David Cameron with Queen Elizabeth II.
Today (13th November) David Cameron has accepted Sunak’s invitation of life peerage in the House of Lords, which allows him to rejoin the government in a “bombshell political comeback”.
Life peers are usually appointed for the duration of their lifetime, although they can choose to retire. There are currently 785 peers in the House of Lords, and their role is primarily with law-making and governance.
New laws cannot be passed without first being approved by the House of Lords and the House of Commons, where MPs sit. Together, these houses make up Parliament.
New laws must then achieve Royal Assent from the monarch of the United Kingdom before coming into effect. This complicated structure is designed to ensure a balance of power.
Cameron’s role in the House of Lords has MPs worried they will not be able to directly question him to hold him to account in the House of Commons, which is a fundamental part of UK politics. However, MPs will be able to ask written questions, and Cameron will appear before select committees of MPs. Cameron is also not the first member of the House of Lords to hold a ministerial post.
David Cameron being applauded in the House of Commons, Parliament.

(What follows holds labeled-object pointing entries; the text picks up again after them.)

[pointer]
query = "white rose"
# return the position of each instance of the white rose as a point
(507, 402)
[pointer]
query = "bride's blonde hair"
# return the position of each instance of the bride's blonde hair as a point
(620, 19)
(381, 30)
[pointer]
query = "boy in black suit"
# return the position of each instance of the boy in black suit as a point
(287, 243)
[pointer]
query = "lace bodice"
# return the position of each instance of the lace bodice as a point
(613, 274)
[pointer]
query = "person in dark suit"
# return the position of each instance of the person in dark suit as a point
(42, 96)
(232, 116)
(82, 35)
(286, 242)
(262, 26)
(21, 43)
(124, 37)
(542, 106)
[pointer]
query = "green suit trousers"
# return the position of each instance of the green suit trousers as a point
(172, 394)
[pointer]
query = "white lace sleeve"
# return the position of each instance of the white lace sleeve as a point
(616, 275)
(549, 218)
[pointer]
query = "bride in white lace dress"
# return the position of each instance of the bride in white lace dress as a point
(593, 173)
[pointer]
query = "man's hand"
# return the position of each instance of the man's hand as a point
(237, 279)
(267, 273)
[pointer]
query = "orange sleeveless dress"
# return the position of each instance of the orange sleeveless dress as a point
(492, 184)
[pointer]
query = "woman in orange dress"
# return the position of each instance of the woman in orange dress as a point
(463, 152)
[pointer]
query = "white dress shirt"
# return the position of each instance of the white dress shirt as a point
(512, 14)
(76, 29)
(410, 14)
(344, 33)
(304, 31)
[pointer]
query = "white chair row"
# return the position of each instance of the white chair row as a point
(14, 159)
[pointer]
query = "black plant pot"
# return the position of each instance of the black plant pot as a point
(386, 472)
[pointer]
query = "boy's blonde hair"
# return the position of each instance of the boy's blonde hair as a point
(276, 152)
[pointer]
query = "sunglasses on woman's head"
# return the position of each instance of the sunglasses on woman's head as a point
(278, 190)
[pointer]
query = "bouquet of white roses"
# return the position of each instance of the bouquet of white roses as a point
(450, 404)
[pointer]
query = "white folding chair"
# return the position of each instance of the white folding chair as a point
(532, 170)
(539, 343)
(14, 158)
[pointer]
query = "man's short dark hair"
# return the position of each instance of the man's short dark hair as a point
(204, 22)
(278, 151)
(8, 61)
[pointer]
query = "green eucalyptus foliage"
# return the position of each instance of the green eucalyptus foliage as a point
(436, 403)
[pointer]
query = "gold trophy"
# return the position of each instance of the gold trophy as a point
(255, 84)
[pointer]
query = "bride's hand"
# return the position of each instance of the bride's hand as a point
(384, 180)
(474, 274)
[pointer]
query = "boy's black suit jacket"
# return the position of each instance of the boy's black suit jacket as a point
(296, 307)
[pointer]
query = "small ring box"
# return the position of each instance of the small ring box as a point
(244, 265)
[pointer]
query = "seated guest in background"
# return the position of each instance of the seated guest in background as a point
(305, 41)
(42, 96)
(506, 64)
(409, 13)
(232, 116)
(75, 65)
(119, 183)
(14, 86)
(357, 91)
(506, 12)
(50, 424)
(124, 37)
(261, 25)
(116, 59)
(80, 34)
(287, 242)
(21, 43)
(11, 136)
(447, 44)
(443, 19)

The news comes as PM Rishi Sunak has been reshuffling his cabinet. Earlier, he sacked Suella Braverman from her role as home secretary following days of speculation about her future in government, after she controversially accused the Metropolitan Police of bias when policing pro-Palestinian protests. If you want a more in-depth analysis of the former Home Secretary, go and check out George’s piece on Braverman.
In appointing Cameron to one of the top four offices of government, Sunak seems to disregard Cameron’s close association with one of the UK’s biggest financial scandals in recent years. Two years ago, BBC Panorama revealed internal documents suggesting Cameron made over £8.2 million when promoting a controversial finance business, Greensill Capital, which was named as a suspect of fraud in 2021 when billions of dollars of investors’ money went missing. Greensill denied these allegations.

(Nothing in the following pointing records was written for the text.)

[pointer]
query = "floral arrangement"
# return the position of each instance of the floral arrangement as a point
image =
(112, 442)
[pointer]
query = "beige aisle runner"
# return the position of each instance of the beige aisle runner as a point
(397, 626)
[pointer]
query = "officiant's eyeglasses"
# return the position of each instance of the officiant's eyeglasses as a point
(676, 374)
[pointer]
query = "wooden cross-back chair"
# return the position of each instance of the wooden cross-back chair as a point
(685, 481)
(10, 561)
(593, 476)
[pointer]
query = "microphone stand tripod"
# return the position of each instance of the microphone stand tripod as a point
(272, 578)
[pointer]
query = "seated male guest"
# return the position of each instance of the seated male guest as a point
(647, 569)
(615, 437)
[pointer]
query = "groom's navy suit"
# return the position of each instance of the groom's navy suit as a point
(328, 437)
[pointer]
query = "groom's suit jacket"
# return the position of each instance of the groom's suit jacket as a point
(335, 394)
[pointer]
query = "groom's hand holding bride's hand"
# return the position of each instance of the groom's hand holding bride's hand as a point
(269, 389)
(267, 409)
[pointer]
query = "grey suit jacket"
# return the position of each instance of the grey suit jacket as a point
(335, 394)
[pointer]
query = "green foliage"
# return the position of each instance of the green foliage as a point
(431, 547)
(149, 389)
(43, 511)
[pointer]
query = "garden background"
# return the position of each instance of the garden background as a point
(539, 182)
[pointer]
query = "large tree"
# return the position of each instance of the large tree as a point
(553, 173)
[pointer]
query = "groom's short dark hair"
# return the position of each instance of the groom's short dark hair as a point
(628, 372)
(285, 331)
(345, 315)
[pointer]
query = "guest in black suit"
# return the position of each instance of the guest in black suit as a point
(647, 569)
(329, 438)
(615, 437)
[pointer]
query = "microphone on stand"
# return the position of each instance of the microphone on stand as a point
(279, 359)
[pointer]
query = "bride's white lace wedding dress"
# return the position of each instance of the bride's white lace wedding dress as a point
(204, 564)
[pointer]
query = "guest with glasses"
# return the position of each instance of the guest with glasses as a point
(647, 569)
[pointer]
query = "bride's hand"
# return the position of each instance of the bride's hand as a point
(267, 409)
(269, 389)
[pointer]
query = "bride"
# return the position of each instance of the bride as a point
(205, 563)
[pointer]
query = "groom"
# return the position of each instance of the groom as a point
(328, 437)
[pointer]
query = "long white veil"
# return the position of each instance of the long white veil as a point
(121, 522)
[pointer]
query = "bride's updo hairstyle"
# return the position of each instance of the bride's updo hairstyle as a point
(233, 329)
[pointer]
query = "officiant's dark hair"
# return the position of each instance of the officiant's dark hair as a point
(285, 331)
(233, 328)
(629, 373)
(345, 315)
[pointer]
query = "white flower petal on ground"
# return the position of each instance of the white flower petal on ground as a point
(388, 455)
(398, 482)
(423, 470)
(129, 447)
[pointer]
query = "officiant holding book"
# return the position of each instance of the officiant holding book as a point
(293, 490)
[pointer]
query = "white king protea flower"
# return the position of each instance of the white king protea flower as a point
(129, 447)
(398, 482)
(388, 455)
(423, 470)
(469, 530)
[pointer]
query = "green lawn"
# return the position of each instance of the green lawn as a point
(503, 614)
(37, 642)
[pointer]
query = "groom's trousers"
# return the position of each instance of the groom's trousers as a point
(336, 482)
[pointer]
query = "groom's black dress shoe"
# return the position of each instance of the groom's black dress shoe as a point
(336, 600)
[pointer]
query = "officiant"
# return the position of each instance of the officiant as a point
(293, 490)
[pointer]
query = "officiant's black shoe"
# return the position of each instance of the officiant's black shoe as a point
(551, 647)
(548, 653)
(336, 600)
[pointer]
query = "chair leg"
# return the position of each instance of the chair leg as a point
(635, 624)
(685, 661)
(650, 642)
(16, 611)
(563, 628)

There are some who already disliked Cameron during his days of being PM, most commonly due to intervening with Libya alongside NATO in 2011, after which he did not plan to help reconstruct the country, and an “austerity programme” after the Great Recession, which saw deep cuts to public services and welfare spending.
Many believe Rishi Sunak calling back the ex-PM is an attempt from the Conservative Party to save their government from being voted out at the next general election, which is scheduled to happen no later than January 2025. However, if this is the case, Cameron’s life peerage in the House of Lords means he would continue to serve the United Kingdom.